All of the articles about currency wars,QE2, and more calling for China to revalue its currency seem to be producing a mania of sorts against the US dollar. It seems incredible that for the first time, US TIPS (Treasury Inflation Protected Securities) was sold at a negative 0.55% yield! Investors are paying the government for inflation protection! In my opinion TIPS are a poor method of inflation protection because the CPI calculated by the US understates actual inflation – and you are still taxed on the “capital gains” from an upward adjustment in principal on these treasuries, but that is beside the point. The negative stance on the US dollar has also been pushing up the risk trade in commodities and the stock market, but this can’t be expected to last.
Remember Bob Farrell’s rule #9: “When all the experts and forecasts agree, something else is going to happen.”
It often pays to be a contrarian.

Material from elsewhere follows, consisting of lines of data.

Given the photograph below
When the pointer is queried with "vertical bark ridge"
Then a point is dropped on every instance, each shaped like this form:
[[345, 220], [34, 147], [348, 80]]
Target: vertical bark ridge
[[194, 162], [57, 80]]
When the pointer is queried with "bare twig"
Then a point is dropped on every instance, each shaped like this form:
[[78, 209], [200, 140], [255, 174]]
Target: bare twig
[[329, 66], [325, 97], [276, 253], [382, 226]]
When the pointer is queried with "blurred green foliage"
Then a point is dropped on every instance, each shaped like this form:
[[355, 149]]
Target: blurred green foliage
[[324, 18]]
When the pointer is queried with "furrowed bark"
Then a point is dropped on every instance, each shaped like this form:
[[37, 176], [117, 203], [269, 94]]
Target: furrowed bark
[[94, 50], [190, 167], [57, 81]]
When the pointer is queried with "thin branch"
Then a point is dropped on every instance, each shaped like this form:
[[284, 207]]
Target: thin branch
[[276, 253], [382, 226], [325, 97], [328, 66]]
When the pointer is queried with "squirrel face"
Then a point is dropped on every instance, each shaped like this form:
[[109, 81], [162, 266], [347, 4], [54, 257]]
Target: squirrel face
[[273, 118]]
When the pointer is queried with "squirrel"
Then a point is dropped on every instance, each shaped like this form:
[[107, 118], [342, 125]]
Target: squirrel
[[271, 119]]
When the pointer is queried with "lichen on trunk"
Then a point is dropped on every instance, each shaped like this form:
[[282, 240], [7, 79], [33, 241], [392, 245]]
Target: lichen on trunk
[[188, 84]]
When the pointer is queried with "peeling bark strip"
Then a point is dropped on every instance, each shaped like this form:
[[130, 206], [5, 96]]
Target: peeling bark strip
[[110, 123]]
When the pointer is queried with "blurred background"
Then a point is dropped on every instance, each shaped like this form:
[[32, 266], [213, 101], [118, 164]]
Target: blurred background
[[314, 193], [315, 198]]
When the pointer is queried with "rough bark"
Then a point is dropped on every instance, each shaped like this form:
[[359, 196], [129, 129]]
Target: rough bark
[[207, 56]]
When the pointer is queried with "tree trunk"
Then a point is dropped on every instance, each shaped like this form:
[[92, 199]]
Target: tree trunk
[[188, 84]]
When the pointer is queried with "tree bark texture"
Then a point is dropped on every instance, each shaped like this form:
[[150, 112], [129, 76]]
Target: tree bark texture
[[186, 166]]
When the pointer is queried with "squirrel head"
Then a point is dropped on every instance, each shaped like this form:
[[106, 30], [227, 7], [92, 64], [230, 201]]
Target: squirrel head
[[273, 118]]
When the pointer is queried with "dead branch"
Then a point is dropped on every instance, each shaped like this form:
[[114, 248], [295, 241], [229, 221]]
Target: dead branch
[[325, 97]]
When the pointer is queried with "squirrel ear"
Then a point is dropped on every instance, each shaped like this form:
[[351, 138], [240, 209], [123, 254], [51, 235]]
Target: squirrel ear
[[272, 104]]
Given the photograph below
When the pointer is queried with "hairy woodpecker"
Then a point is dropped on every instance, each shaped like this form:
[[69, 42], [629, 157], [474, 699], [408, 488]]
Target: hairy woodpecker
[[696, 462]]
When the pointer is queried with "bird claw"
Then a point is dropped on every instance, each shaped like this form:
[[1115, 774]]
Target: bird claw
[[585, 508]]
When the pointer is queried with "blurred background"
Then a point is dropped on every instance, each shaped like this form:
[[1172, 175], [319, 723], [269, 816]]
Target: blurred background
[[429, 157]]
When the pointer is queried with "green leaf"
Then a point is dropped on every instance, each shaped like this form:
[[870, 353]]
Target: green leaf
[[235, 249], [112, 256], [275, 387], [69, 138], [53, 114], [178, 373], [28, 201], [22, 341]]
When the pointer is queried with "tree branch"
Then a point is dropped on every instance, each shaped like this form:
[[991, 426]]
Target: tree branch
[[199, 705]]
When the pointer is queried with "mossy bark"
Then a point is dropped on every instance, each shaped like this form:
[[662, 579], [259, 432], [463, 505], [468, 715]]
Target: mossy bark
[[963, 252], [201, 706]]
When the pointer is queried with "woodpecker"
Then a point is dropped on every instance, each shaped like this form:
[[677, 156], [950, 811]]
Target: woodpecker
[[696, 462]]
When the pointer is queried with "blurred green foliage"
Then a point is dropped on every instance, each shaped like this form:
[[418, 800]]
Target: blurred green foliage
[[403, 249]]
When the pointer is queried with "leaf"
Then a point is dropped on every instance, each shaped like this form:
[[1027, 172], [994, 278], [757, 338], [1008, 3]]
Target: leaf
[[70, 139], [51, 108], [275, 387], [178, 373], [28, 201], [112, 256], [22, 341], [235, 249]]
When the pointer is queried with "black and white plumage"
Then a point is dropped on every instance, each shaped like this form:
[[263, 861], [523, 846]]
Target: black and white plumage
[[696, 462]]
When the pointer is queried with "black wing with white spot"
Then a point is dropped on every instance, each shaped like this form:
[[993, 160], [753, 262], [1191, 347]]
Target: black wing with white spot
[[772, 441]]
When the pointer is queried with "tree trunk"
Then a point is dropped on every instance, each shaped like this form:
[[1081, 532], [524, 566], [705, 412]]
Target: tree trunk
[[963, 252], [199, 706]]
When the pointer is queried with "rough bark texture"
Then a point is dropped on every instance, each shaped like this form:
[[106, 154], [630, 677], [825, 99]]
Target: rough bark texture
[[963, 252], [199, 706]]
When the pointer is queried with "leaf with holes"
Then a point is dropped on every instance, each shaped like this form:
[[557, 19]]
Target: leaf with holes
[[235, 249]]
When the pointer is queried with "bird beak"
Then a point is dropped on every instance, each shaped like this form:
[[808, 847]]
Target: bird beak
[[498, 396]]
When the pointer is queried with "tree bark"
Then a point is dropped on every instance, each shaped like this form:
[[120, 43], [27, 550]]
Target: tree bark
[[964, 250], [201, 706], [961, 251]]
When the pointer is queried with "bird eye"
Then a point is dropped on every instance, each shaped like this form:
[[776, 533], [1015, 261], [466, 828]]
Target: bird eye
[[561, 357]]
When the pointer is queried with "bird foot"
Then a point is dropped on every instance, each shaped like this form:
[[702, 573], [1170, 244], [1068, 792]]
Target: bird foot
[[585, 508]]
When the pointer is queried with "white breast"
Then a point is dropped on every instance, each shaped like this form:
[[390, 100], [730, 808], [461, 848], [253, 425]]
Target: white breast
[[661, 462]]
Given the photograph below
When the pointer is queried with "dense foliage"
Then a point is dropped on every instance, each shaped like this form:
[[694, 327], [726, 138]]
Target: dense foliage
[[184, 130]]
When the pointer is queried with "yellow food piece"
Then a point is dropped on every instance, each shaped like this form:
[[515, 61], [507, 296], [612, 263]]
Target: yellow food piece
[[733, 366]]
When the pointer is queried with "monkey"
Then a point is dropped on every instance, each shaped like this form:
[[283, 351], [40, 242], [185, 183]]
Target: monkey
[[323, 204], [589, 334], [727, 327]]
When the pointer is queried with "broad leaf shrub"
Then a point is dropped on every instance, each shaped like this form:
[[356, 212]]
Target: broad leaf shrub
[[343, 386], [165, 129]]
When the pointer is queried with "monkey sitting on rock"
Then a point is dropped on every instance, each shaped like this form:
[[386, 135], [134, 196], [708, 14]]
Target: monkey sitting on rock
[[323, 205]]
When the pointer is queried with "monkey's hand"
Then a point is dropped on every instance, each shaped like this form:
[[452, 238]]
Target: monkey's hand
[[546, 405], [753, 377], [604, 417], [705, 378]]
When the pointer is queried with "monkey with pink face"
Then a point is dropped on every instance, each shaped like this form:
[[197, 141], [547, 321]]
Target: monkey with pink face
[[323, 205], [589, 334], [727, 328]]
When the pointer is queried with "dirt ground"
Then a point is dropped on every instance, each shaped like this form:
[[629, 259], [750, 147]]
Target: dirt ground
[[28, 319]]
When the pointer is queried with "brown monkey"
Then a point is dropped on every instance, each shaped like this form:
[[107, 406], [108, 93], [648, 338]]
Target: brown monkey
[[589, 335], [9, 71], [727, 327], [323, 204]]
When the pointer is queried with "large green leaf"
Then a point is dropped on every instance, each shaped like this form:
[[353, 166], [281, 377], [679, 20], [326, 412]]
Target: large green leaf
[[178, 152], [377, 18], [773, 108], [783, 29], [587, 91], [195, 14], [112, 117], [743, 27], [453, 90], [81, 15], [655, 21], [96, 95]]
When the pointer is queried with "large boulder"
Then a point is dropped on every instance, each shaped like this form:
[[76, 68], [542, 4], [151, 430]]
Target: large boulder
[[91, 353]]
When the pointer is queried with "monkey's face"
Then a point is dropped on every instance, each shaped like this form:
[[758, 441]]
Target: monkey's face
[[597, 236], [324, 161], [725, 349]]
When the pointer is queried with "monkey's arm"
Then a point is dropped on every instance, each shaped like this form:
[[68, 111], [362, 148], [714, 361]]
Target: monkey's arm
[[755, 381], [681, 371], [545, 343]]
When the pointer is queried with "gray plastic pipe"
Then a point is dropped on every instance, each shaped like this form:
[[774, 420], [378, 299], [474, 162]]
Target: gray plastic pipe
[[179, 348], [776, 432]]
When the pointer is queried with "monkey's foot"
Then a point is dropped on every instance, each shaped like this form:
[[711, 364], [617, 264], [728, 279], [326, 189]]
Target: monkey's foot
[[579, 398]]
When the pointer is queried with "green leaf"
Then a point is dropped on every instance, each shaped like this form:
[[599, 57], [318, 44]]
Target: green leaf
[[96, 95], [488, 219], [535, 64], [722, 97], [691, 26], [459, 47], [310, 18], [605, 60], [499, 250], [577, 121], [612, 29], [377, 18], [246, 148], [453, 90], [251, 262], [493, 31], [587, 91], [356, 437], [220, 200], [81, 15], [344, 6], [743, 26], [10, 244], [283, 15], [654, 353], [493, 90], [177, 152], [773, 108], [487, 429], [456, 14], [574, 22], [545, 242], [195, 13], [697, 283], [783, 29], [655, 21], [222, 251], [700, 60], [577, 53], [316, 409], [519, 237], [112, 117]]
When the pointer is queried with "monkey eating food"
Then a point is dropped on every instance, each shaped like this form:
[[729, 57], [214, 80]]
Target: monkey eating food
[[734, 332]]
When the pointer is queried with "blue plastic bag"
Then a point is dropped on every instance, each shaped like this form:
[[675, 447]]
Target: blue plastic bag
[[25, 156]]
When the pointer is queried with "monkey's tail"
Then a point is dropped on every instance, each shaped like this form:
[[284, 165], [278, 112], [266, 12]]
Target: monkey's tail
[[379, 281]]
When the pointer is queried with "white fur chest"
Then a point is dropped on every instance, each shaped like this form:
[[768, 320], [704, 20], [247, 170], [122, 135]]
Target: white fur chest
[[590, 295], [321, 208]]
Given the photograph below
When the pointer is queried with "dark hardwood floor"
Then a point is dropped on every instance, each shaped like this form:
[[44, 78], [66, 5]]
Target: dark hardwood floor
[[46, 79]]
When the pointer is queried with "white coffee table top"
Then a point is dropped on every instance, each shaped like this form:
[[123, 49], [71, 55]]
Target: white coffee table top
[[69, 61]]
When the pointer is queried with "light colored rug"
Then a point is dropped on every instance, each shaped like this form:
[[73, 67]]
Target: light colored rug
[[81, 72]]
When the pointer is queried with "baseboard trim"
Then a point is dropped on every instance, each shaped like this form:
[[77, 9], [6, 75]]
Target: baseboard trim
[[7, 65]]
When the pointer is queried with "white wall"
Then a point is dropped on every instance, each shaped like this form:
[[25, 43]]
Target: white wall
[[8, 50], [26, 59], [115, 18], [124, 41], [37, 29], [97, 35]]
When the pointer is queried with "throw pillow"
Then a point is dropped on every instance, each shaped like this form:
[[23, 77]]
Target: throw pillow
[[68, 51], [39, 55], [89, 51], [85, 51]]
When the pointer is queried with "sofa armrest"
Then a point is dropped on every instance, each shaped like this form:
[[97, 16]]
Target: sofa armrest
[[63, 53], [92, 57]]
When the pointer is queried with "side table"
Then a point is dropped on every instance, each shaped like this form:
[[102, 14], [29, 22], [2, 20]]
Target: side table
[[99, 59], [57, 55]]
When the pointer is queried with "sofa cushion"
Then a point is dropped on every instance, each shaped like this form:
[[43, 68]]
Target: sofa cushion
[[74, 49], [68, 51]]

A lot of money tends to ebb and flow between asset classes to the favored ones. When most of it is accumulated, it can be expected to snap back at some point, so being a contrarian is a way to aim at buying low and selling high. Keep in mind though that this contrarian stance tends to work better for overall asset classes rather than individual stocks – because there are a million reasons why an out-of-favor stock really is damaged goods. It also pays to look at the economic data and judge for yourself where the risks really lie.
The LEI (Leading Economic Indicator) is a good source, but as Rosenberg mentions it is often better to look only at the “real economy” components. This means stripping out both the yield curve factor (because yield curve says nothing about economic health in a zero interest rate environment) and the stock market component (when trying to predict the stock market over the next few months, how much does it really help to know it recently went up? This merely adds noise). This measure has fallen in the past 4 months. Also, the coincident-to-lagging indicator ratio fell 0.4% in September and this tends to be a decent leading indicator.
In yesterday’s newsletter (10/25), Dave Rosenberg also offered a great synopsis of the views in the federal reserve, including:
“The economic recovery is proceeding at a very slow pace and has lost momentum since the spring.”
“…we project…inflation to be around 1 pct in 2011 and 2012.”
“This low level of inflation, combined with the sluggish GDP forecast and large amount of slack in the economy, suggests that further disinflation is possible.”
“Japan’s experience beginning in the early 1990s underscores the risk of getting into a long period if sustained disinflation. Japan fell into deflation in the mid-1990s and has yet to recover.”
There has been a significant expectation for QE2 priced in right now, but the details on a new monetary expansion are certainly not resolved. The Dallas Fed’s regional president Richard Fischer, among others, are questioning whether it will even work. Bernanke is not stupid, and I do believe he understands the risks and some of the arguments (though his position is a bit politicized and thus prone to some bad decisions).
If you think about it though, how will dropping the long-term yield by 50 or 100 basis points help when the big corporations already have money but are reluctant to invest it because of questionable regulations, taxes, and demand? And how will gas prices rising over $3/gallon on a sinking dollar really help the US consumer pick up demand? Right now, companies are already feeling the squeeze of higher commodity prices combined with little to no pricing power in many segments, as consumers readily delay purchases and trade down to cheaper substitutes. Higher commodities costs are likely to only make this worse; the money printed up hasn’t been reaching the US consumer as seen by high unemployment, claims stuck in the 450-500k range, and declining private sector wages. The effects of QE2 pushing more cost increases on the consumer seems more likely to further contract the economic activity, these risks are well known to the economists at the reserve banks, and it seems more likely that the program will run toward the conservative side on this one.
I’m still holding off on gold, waiting it out a few months for the market to once again reflect more of the real deflationary risks, but I still believe it’s in a secular bull market and will go up in the long-term. I’ve got plenty of unallocated cash waiting for this.
However, I did find some excitement in the bond market today, with the yields back up to 2.64 for the 10-year and 4.00 for the 30-year. I took advantage by extending the bond portfolio in my Roth further to include some DFY and PLP, with yields at 7-7.5% and BBB ratings. I’ve found Quantumonline.com to be a great place to find lists of exchange-traded debt and other income generating securities (and its free). Keep in mind that the companies with exchange-traded debt obviously have access to the markets and will therefore benefit from lower yields, but its definately worth doing a quick check.
I like to check for significant positive earnings in the underlying company and a balance sheet that doesn’t look too scary. I also like to see that the company has common stock with regular dividends, showing that there is someone to cut off before you in case of trouble (this is especially important with preferred stocks). You could try to find interest coverage ratios, liabilities hidden in the footnotes, significant contractual lease obligations and such, but this is more for big investors – when investing $1000 into each of a bunch of these, due-diligence has to be quick because the potential gains will not pay for your time.